Anyway, the use of silly hats in games, often cause die hard wargamers to squirm a bit, actually a lot in some cases, and one can end up reading rather disparaging humour pieces in the glossy wargame magazines about the subject.  Given the general opinion people have about wargamers that I find on the odd occasion when I speak about my hobbies to others, I feel this is a bit like throwing stones in glass houses.  You generally get more acceptance among role-players, who understand the whole idea of props and getting into role better.

At one end of the sill hat continuum you have players who use props to get into a fairly conventional game, so as to enhance the fun of the game.  At the other end you have people who play games that are driven by the props, and where the "game" is all about looking and acting the part.   These people are often called re-enactors if the emphasis is on the history, or live action role-players if the focus is on the character inter-reactions.  Me, I'm a episodic role-player.  I can get into a role for a while, but really can't maintain the obsessiveness of being a re-enactor as such.  Though I can pass for one at a push.  However, there is a wide degree of variance even at this level as the obsessives angst over the details, or not.  As they say YMMV!

Now me, I have played in a live action role-playing campaign for the last 10 years.  It is called Contact!  The games uses airsoft replicas to resolve conflict.  For those of you who are reading this and don't know what airsoft is, let me give you some background to it before going on any further.

You probably have heard about Paintball, well airsoft, called softair in the early days, is the Japanese answer to Paintball.  When Paintball first started they tried to import it into Japan.  The Japanese authorities tested the equipment out and found that if you replace the gel paint ball with a steel ball bearing rather interesting things happen when it is propelled at objects at around five foot pounds.  So they said no to paintball.  However, quite clearly the idea of running around and shooting at your friends is a lot of fun, so they came up with an alternative.

Instead of using half inch paint-balls, they scaled the projectile down to a 6mm plastic ball bearing instead, and reduced the energy the gun produces down to about one joule.
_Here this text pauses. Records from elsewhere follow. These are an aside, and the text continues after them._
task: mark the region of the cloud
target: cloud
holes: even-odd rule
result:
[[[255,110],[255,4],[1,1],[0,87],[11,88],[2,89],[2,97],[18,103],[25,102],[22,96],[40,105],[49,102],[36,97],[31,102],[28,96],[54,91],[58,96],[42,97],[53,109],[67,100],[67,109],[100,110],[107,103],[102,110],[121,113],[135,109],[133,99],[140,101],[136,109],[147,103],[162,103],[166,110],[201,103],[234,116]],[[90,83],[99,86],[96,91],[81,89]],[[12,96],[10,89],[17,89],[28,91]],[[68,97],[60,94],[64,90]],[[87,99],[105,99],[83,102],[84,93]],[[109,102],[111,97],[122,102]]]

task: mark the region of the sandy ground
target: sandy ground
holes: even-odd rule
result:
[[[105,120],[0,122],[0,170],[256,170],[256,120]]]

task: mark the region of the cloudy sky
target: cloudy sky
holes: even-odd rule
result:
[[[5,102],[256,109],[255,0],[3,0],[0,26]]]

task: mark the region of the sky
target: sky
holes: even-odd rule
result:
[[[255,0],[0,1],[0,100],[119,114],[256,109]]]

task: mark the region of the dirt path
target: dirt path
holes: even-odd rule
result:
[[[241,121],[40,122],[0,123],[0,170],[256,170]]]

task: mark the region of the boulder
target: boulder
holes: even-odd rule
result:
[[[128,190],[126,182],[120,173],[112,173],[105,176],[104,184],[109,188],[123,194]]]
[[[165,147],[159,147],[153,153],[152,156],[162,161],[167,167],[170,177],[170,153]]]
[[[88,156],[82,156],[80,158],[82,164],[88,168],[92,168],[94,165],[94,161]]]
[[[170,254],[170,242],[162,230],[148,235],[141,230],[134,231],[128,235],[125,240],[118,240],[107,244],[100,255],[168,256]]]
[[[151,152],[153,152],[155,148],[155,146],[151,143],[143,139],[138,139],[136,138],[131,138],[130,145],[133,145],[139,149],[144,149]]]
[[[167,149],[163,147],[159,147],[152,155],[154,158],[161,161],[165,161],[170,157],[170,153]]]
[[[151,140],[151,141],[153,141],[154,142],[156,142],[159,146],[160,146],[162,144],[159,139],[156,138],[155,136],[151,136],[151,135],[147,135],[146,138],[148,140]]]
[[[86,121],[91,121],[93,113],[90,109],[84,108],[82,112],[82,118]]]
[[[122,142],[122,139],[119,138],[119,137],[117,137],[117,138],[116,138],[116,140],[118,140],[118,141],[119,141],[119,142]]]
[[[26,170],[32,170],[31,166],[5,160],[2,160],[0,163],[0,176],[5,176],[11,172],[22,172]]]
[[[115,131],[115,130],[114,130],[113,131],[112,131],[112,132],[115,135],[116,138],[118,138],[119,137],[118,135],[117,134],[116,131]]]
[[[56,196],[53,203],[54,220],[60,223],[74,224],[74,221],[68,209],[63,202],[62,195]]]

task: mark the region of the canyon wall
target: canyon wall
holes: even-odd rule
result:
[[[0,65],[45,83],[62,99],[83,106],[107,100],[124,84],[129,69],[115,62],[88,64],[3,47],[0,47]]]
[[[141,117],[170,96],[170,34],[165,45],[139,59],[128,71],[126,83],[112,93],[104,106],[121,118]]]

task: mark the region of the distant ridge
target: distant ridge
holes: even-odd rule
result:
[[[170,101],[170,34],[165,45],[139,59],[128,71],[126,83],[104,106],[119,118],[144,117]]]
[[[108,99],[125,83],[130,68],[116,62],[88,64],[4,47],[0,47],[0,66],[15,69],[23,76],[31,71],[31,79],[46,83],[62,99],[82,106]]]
All was then happy in the Land of the Rising Sun as a new generation of players started firing compressed air 6mm bbs at each other.  Then a company called Tokyo Marui produced the first Automatic Electric Gun.  The hobby went from being a quite specialised technical pastime to one that was more accessible to people as it made the guns easier to use, and required less support equipment like for instance air tanks.
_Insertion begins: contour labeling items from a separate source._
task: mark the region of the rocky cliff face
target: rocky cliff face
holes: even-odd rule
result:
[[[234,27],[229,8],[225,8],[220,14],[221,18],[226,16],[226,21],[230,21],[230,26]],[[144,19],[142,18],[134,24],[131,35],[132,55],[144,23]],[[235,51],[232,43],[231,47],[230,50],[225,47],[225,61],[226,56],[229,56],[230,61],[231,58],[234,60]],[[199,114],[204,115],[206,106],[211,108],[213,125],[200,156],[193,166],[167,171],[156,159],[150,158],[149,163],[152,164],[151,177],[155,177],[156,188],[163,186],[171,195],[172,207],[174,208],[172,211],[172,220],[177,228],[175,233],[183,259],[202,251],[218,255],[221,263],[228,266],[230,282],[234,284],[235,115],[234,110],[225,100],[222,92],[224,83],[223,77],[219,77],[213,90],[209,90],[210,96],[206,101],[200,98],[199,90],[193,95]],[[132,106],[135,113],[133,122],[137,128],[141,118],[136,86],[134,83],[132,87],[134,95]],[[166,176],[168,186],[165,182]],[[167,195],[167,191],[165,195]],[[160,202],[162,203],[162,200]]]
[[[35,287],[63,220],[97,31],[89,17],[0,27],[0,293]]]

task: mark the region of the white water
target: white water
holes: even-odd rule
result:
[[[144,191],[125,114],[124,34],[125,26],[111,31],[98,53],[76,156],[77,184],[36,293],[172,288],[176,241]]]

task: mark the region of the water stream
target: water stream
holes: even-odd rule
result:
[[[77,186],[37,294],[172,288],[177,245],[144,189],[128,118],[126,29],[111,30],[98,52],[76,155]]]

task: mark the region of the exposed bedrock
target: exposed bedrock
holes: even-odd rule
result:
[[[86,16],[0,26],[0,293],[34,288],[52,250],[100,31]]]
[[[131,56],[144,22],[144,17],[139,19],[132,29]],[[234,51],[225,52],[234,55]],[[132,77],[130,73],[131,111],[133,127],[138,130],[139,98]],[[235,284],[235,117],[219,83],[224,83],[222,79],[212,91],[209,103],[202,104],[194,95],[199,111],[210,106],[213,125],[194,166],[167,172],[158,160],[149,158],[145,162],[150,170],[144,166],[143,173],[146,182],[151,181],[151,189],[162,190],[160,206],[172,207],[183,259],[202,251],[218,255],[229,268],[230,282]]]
Since the early nineties airsoft has become more mainstream, and like any hobby that acquires a big enough player base, has splintered into various groups who play for different reasons, which brings me back to silly hats.  Within airsoft their are those who walk onto the field with nothing but the minimum they need to play the game safely, but airsofting's roots lie in the realism of the guns, so the tendency is to wear some military gear, usually cammies and some web gear to carry stuff.  From here one can easily get sucked into milsim (military simulation) and having to have the right gear to represent some kind of special forces operative right up to the re-enactors who reproduce particular armies units.  Stuck in there somewhere is the live action role-playing brigade, who are using airsoft game mechanics, pain of being hit by a 6 mm bb, to resolve scenarios involving conflict and intrigue with a lot of milsim paraphanalia for good luck.

As Skinner & Badiel would say, that's me that is. Here are some links for your browsing edification:

Arniesairsoft. Big general purpose forum with a news front end.
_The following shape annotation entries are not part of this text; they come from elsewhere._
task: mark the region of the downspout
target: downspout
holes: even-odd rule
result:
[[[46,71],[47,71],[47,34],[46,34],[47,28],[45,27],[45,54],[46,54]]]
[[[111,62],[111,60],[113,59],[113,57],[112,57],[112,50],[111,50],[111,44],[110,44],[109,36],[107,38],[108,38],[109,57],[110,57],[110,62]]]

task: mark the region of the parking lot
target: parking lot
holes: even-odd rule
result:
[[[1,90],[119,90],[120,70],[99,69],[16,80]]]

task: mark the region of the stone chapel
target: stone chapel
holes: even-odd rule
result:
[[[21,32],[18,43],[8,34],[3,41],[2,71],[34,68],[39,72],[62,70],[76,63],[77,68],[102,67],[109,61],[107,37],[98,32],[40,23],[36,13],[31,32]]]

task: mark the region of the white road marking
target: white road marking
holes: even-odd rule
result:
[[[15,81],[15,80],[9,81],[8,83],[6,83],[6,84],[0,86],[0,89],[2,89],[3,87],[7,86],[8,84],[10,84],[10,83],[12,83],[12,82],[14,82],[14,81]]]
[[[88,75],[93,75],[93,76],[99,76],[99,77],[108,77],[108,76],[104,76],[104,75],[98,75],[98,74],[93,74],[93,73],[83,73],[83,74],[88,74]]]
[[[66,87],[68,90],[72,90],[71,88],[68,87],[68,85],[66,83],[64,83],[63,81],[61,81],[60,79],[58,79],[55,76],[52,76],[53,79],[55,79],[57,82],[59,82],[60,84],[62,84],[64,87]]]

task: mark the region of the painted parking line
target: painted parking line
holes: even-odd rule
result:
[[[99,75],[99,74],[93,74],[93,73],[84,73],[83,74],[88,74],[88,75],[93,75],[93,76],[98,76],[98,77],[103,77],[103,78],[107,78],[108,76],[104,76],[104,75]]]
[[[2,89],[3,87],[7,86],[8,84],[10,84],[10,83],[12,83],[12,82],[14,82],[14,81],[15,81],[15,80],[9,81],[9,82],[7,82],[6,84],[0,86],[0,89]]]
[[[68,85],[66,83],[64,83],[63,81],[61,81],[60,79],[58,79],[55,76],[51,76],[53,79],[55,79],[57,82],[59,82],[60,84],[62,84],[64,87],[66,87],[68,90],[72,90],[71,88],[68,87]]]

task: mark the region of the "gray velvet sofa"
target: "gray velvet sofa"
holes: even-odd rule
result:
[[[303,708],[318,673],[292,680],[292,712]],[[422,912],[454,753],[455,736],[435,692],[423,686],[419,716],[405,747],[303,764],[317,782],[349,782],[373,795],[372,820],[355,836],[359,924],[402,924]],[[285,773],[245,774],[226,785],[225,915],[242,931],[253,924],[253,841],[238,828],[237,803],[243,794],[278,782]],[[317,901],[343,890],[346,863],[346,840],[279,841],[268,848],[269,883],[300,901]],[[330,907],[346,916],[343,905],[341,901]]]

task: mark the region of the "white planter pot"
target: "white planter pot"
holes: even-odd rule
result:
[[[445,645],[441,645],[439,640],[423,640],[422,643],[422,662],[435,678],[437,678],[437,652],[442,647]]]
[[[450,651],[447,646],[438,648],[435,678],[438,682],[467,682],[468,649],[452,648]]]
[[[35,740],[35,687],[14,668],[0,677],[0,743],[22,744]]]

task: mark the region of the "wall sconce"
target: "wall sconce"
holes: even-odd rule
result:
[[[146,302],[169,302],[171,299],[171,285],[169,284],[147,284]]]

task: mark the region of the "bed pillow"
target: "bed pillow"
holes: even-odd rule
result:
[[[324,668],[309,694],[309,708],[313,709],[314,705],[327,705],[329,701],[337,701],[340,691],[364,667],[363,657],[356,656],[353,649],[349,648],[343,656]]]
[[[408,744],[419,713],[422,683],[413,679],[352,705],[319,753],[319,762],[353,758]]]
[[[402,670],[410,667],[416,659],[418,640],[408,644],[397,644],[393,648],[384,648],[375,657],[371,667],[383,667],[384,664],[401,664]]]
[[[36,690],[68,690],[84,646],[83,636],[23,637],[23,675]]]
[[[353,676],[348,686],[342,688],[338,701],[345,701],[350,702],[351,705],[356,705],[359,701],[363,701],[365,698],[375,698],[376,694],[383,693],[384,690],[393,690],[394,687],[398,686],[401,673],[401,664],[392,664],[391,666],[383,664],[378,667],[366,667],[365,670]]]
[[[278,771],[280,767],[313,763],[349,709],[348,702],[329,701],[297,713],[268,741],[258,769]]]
Airsoft News Europe. A news site of all the latest breaking developments.

Contact! a lovingly hand crafted html site of labyrinthine proportions that has the background information, mission reports of the 10 year campaign that Dean Wayland runs out of decommissioned nuclear bunker in Essex, England that suffers a bit from his obsessive attention to detail, and a not always seeing the big picture.

From this the hobby spread out around the world. Initially as groups of gun enthusiasts who wanted copies of guns that they couldn't own because of the laws in their countries, or who wanted to shoot things and people without entering a contract to terminate their relationship with their friends, and end up staying for a long time in a government sponsored institution where new uses for soap would pass the time of day.